And, indeed, there seemed much reason for believing that Martin, whatever the extent of his secret doubts, was by temperament armed against agnosticism. Distinctly it comforted him to hear the unbelievers assailed—the friends of whom he spoke most heartily were all on the orthodox side; if ever a hint of gentle malice occurred in his conversation, it was when he spoke of a fallacy, a precipitate conclusion, detected in works of science. Probably he was too old to overcome this bias.
His view of the Bible appeared to harmonise with that which Peak put forth in one of their dialogues. ’The Scriptures were meant to be literally understood in primitive ages, and spiritually when the growth of science made it possible. Genesis was never intended to teach the facts of natural history; it takes phenomena as they appear to uninstructed people, and uses them only for the inculcation of moral lessons; it presents to the childhood of the world a few great elementary truths. And the way in which phenomena are spoken of in the Old Testament is never really incompatible with the facts as we know them nowadays. Take the miracle of the sun standing still, which is supposed to be a safe subject of ridicule. Why, it merely means that light was miraculously prolonged; the words used are those which common people would at all times understand.’
(Was it necessary to have admitted the miracle? Godwin asked himself. At all events Mr. Warricombe nodded approvingly.)
’Then the narrative of the creation of man; that’s not at all incompatible with his slow development through ages. To teach the scientific fact—if we yet really know it—would have been worse than useless. The story is meant to express that spirit, and not matter, is the source of all existence. Indeed, our knowledge of the true meaning of the Bible has increased with the growth of science, and naturally that must have been intended from the first. Things which do not concern man’s relation to the spiritual have no place in this book; they are not within its province. Such things were discoverable by human reason, and the knowledge which achieves has nothing to do with a divine revelation.’
To Godwin it was a grinding of the air, but the listener appeared to think it profitable.

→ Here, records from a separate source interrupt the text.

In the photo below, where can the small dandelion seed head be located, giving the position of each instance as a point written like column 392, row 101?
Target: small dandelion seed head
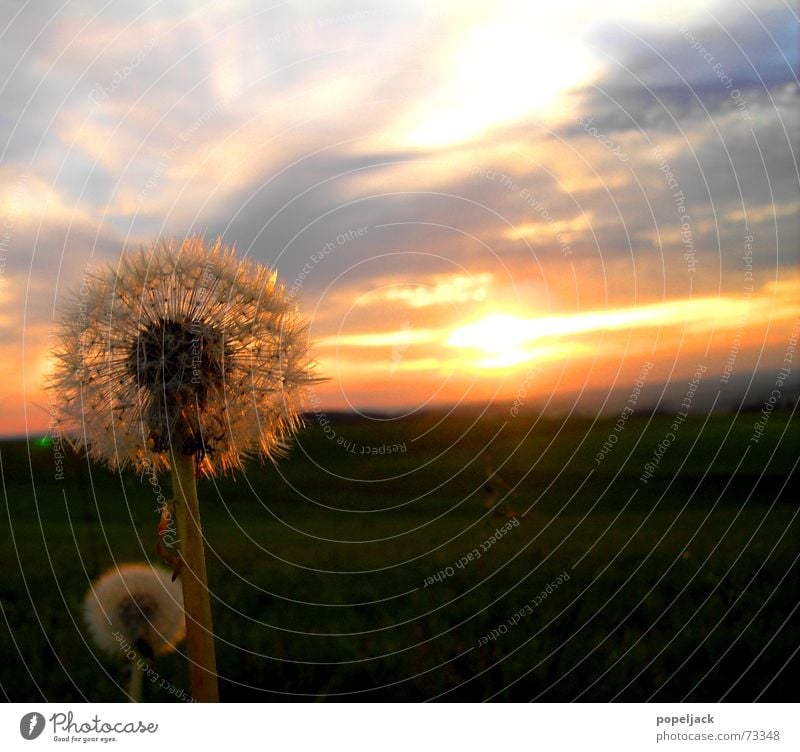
column 183, row 348
column 139, row 603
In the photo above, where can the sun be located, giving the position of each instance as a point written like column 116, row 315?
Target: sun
column 499, row 337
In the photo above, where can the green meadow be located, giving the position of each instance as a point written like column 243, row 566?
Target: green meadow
column 439, row 557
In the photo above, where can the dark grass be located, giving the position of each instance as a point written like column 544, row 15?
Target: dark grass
column 685, row 587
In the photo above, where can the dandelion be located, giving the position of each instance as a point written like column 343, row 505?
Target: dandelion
column 187, row 359
column 135, row 610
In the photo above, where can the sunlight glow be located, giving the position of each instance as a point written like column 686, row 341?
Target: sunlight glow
column 503, row 338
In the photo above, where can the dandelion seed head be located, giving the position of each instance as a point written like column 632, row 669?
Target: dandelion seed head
column 182, row 347
column 141, row 604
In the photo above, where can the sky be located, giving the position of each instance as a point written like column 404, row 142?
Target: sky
column 470, row 202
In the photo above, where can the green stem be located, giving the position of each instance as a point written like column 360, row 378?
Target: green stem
column 196, row 602
column 135, row 683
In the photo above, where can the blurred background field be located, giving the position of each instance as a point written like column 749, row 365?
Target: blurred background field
column 684, row 587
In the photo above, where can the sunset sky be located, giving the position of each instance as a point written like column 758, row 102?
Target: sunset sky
column 466, row 200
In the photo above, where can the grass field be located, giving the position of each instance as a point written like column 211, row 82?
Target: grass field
column 681, row 587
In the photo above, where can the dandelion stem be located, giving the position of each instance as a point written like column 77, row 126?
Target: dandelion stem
column 199, row 629
column 135, row 683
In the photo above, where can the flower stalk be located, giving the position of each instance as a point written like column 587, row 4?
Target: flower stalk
column 135, row 683
column 194, row 581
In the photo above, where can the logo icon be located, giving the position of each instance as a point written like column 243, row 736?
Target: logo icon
column 31, row 725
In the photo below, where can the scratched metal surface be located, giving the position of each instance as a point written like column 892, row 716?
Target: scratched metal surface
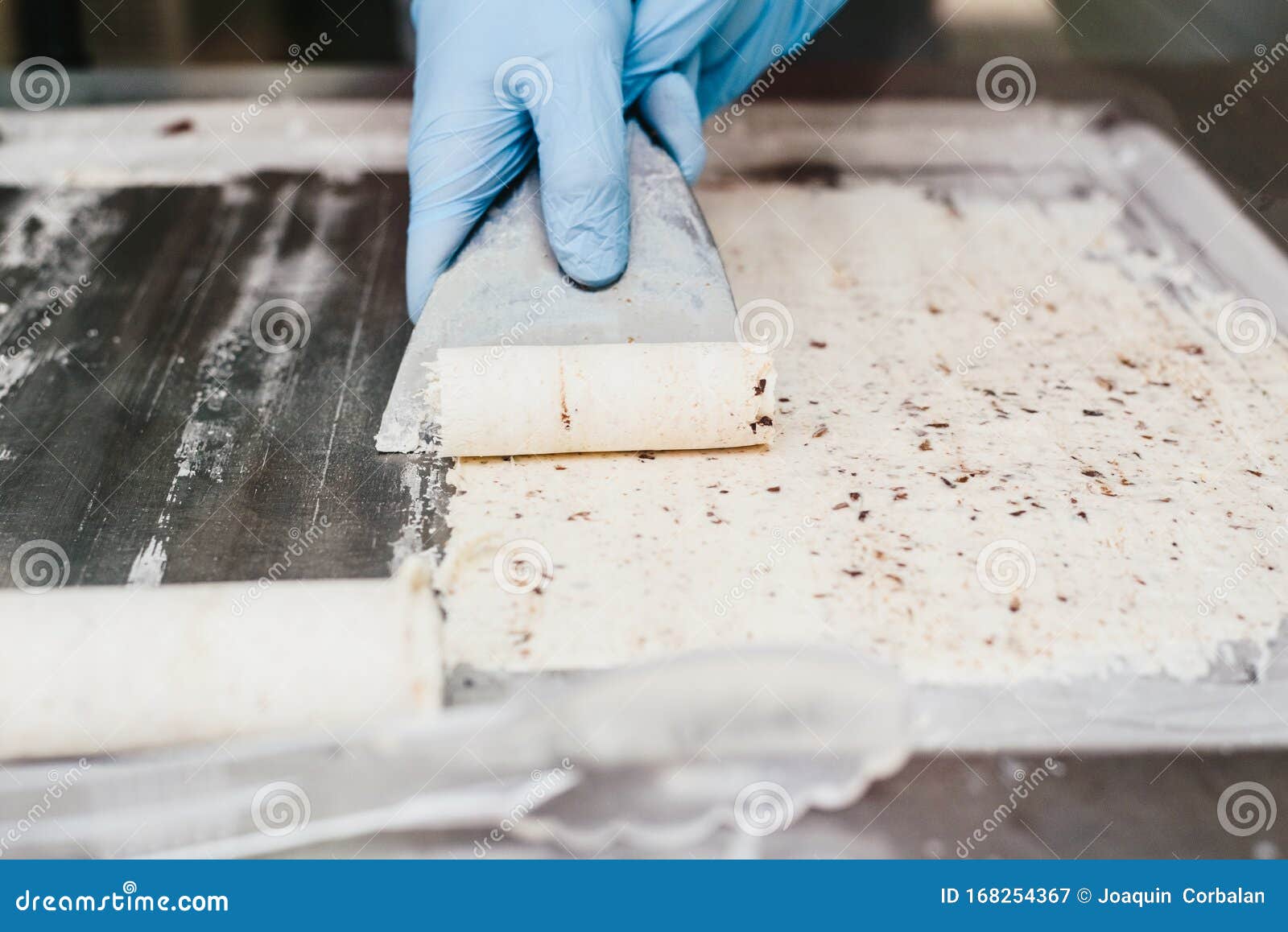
column 92, row 448
column 142, row 427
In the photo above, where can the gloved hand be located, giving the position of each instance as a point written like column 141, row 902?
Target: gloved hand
column 497, row 80
column 688, row 58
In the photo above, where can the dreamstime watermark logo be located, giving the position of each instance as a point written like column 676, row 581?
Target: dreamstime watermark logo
column 300, row 60
column 299, row 546
column 764, row 324
column 1266, row 542
column 1266, row 60
column 1005, row 567
column 783, row 60
column 783, row 542
column 544, row 783
column 1022, row 307
column 280, row 326
column 60, row 300
column 60, row 781
column 523, row 83
column 764, row 807
column 39, row 567
column 1006, row 83
column 543, row 300
column 39, row 84
column 1246, row 326
column 281, row 809
column 1026, row 783
column 522, row 567
column 1246, row 809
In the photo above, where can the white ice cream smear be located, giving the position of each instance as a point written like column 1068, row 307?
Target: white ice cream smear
column 998, row 456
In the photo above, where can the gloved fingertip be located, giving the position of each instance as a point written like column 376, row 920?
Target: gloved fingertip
column 670, row 107
column 594, row 259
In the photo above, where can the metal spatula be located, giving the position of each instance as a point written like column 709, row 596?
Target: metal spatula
column 506, row 289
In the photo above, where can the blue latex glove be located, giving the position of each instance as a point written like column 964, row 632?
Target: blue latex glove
column 497, row 81
column 500, row 80
column 688, row 58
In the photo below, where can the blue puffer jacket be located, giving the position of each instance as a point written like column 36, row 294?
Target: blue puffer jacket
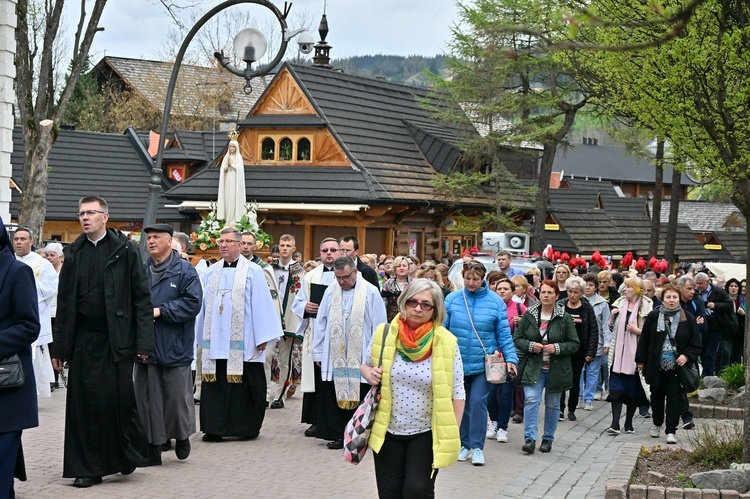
column 490, row 319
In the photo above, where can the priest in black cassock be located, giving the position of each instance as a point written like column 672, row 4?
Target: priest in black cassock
column 104, row 323
column 237, row 322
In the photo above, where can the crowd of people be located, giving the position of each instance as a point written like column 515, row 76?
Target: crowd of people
column 144, row 342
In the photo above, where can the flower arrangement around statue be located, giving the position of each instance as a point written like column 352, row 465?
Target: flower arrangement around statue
column 210, row 227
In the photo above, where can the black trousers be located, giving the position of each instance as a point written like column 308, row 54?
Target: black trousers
column 404, row 465
column 669, row 389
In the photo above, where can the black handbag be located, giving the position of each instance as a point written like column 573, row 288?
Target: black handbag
column 689, row 377
column 11, row 372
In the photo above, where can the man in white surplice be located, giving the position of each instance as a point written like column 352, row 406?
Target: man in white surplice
column 46, row 289
column 306, row 310
column 348, row 315
column 237, row 323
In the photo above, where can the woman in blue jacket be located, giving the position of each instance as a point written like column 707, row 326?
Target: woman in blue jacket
column 477, row 317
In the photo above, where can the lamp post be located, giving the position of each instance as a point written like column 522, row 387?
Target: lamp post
column 250, row 45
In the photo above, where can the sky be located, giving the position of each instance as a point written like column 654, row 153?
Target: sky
column 138, row 28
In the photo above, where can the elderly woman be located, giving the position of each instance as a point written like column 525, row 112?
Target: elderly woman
column 584, row 321
column 628, row 312
column 500, row 402
column 547, row 337
column 562, row 272
column 415, row 432
column 393, row 287
column 478, row 318
column 670, row 338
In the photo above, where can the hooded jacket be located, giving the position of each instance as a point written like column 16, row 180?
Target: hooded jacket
column 491, row 321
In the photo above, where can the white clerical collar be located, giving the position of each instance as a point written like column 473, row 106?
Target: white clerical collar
column 97, row 241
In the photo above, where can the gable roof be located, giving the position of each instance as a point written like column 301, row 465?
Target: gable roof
column 195, row 86
column 703, row 216
column 108, row 165
column 390, row 140
column 603, row 162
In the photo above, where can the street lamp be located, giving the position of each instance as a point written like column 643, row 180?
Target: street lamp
column 250, row 45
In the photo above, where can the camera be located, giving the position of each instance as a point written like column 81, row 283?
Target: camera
column 305, row 42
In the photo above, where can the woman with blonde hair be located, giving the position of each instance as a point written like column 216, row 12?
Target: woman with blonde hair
column 416, row 427
column 625, row 388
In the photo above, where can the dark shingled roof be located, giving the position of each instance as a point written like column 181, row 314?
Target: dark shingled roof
column 601, row 162
column 107, row 165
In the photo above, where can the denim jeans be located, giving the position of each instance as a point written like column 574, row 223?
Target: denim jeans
column 500, row 403
column 533, row 394
column 474, row 422
column 591, row 371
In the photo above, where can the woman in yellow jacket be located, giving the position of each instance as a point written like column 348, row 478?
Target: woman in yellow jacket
column 415, row 431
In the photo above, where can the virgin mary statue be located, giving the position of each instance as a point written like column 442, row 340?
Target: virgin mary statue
column 231, row 204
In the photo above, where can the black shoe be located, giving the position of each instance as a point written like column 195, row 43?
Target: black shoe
column 336, row 444
column 529, row 446
column 210, row 437
column 87, row 481
column 277, row 404
column 182, row 448
column 153, row 458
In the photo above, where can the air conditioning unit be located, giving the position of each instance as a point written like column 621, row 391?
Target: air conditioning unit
column 516, row 243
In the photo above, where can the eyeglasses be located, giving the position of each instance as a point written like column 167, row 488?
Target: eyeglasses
column 424, row 305
column 89, row 213
column 344, row 278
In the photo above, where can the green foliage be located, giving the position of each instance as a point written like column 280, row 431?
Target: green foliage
column 716, row 445
column 734, row 374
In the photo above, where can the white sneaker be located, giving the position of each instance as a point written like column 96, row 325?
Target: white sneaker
column 502, row 436
column 491, row 429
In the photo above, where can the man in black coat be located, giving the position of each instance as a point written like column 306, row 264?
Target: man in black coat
column 350, row 247
column 104, row 321
column 19, row 327
column 720, row 319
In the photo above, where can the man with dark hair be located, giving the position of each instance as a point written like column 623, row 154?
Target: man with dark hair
column 104, row 321
column 350, row 311
column 306, row 311
column 236, row 328
column 164, row 382
column 350, row 247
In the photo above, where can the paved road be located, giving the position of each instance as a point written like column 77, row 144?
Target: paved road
column 283, row 463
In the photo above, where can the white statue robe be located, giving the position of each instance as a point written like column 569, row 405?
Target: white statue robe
column 305, row 325
column 374, row 315
column 46, row 291
column 262, row 324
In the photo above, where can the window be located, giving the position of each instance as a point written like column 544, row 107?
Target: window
column 303, row 149
column 286, row 149
column 268, row 149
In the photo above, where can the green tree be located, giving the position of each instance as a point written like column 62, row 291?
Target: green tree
column 519, row 95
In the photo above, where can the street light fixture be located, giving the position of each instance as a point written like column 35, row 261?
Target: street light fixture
column 250, row 45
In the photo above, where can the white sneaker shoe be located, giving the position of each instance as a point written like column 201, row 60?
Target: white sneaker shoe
column 491, row 429
column 502, row 436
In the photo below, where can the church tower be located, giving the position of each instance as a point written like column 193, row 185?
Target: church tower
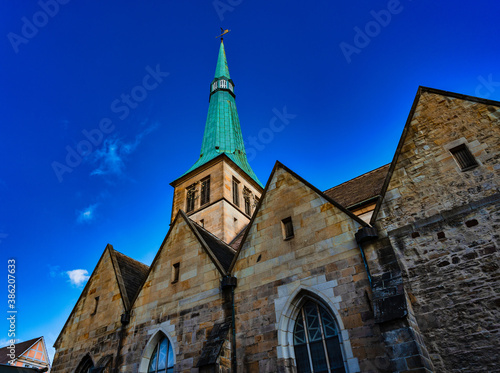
column 220, row 191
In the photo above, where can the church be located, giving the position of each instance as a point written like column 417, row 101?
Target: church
column 396, row 270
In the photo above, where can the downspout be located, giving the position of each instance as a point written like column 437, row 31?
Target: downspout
column 363, row 235
column 230, row 282
column 125, row 319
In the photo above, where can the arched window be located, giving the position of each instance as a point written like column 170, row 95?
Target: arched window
column 86, row 365
column 316, row 341
column 162, row 360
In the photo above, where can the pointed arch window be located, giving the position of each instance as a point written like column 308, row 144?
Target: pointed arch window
column 316, row 341
column 162, row 360
column 86, row 365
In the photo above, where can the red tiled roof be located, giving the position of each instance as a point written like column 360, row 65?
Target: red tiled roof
column 359, row 189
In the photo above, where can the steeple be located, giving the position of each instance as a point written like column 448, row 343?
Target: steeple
column 222, row 129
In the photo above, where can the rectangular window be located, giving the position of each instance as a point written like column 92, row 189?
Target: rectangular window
column 190, row 198
column 96, row 304
column 247, row 195
column 287, row 228
column 464, row 157
column 205, row 191
column 236, row 194
column 175, row 272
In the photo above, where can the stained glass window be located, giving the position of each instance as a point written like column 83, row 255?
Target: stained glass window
column 316, row 341
column 162, row 360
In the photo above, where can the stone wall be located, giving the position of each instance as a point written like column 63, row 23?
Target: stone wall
column 322, row 262
column 443, row 224
column 86, row 332
column 185, row 311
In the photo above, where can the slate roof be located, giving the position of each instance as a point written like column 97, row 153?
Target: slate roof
column 359, row 189
column 20, row 349
column 133, row 273
column 222, row 251
column 214, row 344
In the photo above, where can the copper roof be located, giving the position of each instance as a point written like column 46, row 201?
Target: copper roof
column 359, row 189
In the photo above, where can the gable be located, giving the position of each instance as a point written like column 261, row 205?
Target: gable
column 198, row 277
column 424, row 177
column 37, row 352
column 100, row 305
column 323, row 231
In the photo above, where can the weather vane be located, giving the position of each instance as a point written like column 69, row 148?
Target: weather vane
column 224, row 32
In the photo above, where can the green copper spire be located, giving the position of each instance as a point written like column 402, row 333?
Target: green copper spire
column 222, row 69
column 222, row 129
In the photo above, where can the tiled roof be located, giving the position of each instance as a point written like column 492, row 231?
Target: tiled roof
column 20, row 349
column 359, row 189
column 220, row 249
column 214, row 344
column 133, row 273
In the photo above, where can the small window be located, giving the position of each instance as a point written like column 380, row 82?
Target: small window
column 247, row 195
column 287, row 228
column 191, row 196
column 95, row 306
column 175, row 272
column 236, row 194
column 205, row 191
column 464, row 157
column 162, row 360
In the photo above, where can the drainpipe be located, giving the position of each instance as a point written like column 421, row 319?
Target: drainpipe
column 363, row 235
column 230, row 282
column 125, row 319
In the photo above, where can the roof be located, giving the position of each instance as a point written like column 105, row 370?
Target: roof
column 214, row 344
column 222, row 251
column 14, row 369
column 236, row 242
column 133, row 273
column 21, row 348
column 277, row 166
column 359, row 189
column 222, row 129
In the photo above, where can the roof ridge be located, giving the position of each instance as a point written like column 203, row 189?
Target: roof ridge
column 213, row 235
column 129, row 257
column 357, row 177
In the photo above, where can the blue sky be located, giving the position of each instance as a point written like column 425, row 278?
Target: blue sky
column 340, row 77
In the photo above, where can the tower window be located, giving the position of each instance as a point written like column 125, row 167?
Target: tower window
column 191, row 196
column 464, row 157
column 175, row 272
column 162, row 359
column 287, row 228
column 316, row 341
column 205, row 191
column 246, row 197
column 95, row 306
column 236, row 194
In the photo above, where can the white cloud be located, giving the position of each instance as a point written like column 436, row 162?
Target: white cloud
column 87, row 214
column 111, row 157
column 77, row 277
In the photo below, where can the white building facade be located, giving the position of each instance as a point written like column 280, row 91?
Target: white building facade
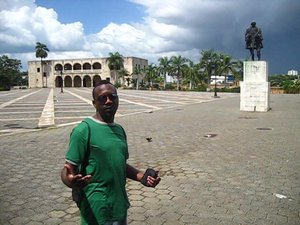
column 76, row 72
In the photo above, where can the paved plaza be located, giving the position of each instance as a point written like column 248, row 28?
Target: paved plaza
column 218, row 165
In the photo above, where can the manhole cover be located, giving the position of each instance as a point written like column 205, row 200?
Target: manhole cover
column 264, row 128
column 210, row 135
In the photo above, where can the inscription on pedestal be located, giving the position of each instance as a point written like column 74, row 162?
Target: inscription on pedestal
column 255, row 71
column 255, row 89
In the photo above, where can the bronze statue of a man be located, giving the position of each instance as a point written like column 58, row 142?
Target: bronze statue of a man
column 253, row 38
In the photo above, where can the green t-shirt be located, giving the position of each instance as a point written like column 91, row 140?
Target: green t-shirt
column 104, row 198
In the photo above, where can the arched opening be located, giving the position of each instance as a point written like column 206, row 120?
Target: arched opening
column 58, row 81
column 68, row 81
column 96, row 80
column 86, row 81
column 87, row 66
column 77, row 66
column 97, row 66
column 77, row 81
column 67, row 66
column 58, row 67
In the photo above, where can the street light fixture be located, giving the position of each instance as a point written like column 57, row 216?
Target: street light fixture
column 60, row 69
column 215, row 96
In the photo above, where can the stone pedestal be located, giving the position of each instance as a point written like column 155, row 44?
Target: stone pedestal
column 255, row 89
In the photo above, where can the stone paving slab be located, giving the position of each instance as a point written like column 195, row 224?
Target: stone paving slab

With his clerical friend, Mr. Lilywhite, he rarely touched on matters of religion. The vicar of St. Ethelreda’s was a man well suited to support the social dignity of his Church. A gentleman before everything, he seemed incapable of prying into the state of a parishioner’s soul; you saw in him the official representative of a Divinity characterised by well-bred tolerance. He had written a pleasant little book on the by-ways of Devon and Cornwall, which brought about his intimacy with the Warricombe household. Peak liked him more the better he knew him, and in the course of the summer they had one or two long walks together, conversing exclusively of the things of earth. Mr. Lilywhite troubled himself little about evolution; he spoke of trees and plants, of birds and animals, in a loving spirit, like the old simple naturalists. Geology did not come within his sphere.